Bangladesh. Da 17 anni volontaria dell’Unicef, Tiziana Nicolai ha fatto la sua ultima missione sul campo nel maggio 2009. Ha parlato di questo viaggio, dei bambini molto spesso invisibili, che subiscono la discriminazione sin dalla nascita. Su 156 milioni di abitanti, 18,9 hanno meno di 5 anni, 64 meno di 18 anni e solo il 10% di loro è registrato alla nascita. Sono bambini senza nome, senza identità, che se sono fortunati vanno in centri per l’apprendimento, se sfortunati passano la loro prima parte della vita in un orfanotrofio. Le foto parlavano da sole: “Unicef ha dal 2004 un progetto di aiuto per i bambini di strada in Bangladesh – ha spiegato la presidente torinese – e ad oggi abbiamo raccolto 3,3 milioni di euro, una cifra enorme se si pensa che loro vivono con due euro al mese”. I bambini di strada sono coloro che non hanno genitori, un tetto, una casa. Per loro si organizzano’school open air’ , protezione e assistenza in centri diurni, corsi di formazione al lavoro e reinserimento scolastico, assistenza medica e psicosociale, accoglienza temporanea e reinserimento famigliare quando è possibile e campagne di sensibilizzazione.
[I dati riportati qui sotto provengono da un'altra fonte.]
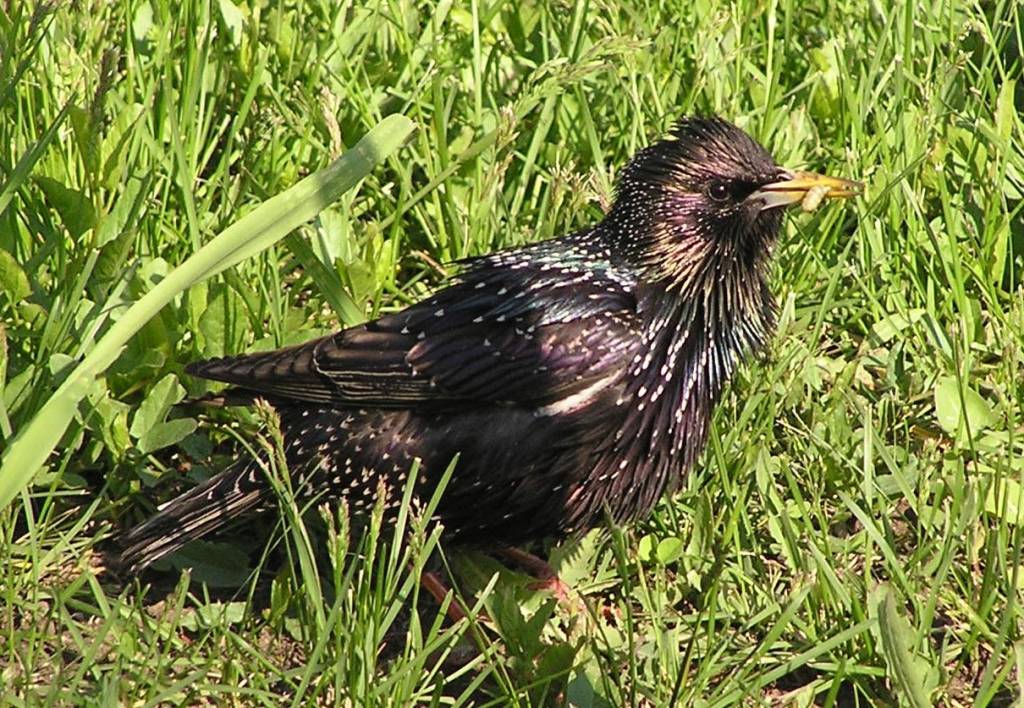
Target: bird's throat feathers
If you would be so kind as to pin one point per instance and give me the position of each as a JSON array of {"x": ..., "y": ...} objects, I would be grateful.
[{"x": 693, "y": 341}]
Bolivia. Pochi dati per un paese: nove milioni di abitanti e 36 popoli diversi, in Bolivia regna l’iniquità a partire dalla semplice distribuzione dell’acqua. Il progetto del Fermi ha coinvolto i due percorsi scolastici per aiutare i Guaranì, una delle popolazioni più antiche del Sud America, una delle più bistrattate durante le occupazioni europee dei secoli scorsi. Qui ci sono ancora i latifondi e la schiavitù, e la maggior parte di queste famiglie sono ‘proprietà’ dei latifondisti. Dagli anni ’90 è iniziata una collaborazione. Nella famosa zona di Che Guevara l’istituto Fermi aiuta gli indios: “Vengono da tutta la Bolivia e studiano o l’indirizzo ambientale o quello relativo alla salute” ha racdontato l’Agostini “è stata creata una scuola e un ospedale dove facciamo lezione ai ragazzi perché poi tornino nei loro territori ad aiutare le loro popolazioni locali”. Ma non solo istruzione, perché nel contesto boliviano sono state fatte analisi idrogeologiche negli anni e l’acqua potabile è risultata poca e mal gestita; inoltre i pozzi sono spesso dei latifondisti e se in certi giorni sono ‘arrabbiati’ chiudono i rubinetti a loro piacimento. Allora è appena iniziata una nuova operazione di costruzione di 22 chilometri di acquedotto, giustamente descritta come ‘immensa’ dalla relatrice, in una zona impervia, ma che metterà fine a storici problemi decisamente divenuti insostenibili.